Re: Memory Bandwidth Tests

Post by odroid »

I didn't know the tinymembench supports the ARM specific NEON accelerator.

BTW, I have no idea why the standard memset speed is very similar to the NEON accelerated memset. :?:

Code: Select all

standard memset                                      :   4877.4 MB/s (0.4%)
vs

Code: Select all

NEON STP fill                                        :   4875.5 MB/s (0.4%)

crashoverride
Posts: 5027
Joined: Tue Dec 30, 2014 8:42 pm
languages_spoken: english
ODROIDs: C1
Has thanked: 0
Been thanked: 323 times
Contact:

Re: Memory Bandwidth Tests

Post by crashoverride »

By now, there are probably Aarch64 optimized versions of memset and memcpy provided. I have not verified this. Its just a guess.

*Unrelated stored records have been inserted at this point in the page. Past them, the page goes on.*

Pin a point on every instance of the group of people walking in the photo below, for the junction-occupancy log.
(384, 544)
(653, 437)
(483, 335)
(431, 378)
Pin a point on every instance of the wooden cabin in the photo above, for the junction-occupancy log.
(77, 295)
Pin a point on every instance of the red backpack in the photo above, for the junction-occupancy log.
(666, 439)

Where I think the memory speed (bandwidth) is going to make the most difference is with 4k@60 video. We saw on C2, without AFBC, 4k video tops out around 40fps. While RK3399 does support AFBC, its unclear if its usable in Linux. Since Kodi is moving to remove all platform specific optimizations, its highly likely that on RK3399 there will be no use of AFBC.

I have not tested video at all yet. I need to conclude my SATA tests so I can get my HDDs back for use first. ;)

DarkBahamut
Posts: 332
Joined: Tue Jan 19, 2016 10:19 am
languages_spoken: english
ODROIDs: XU4, N1
Has thanked: 0
Been thanked: 0
Contact:

Re: Memory Bandwidth Tests

Post by DarkBahamut »

Interesting results. I tested the A15's on the XU4 with the 925MHz memory clock. The A15's actually get slightly more bandwidth in the memset test (5375 MB/s) but the other results are typically lower. Could be lots of reasons for that though given armv7 vs armv8 aarch64.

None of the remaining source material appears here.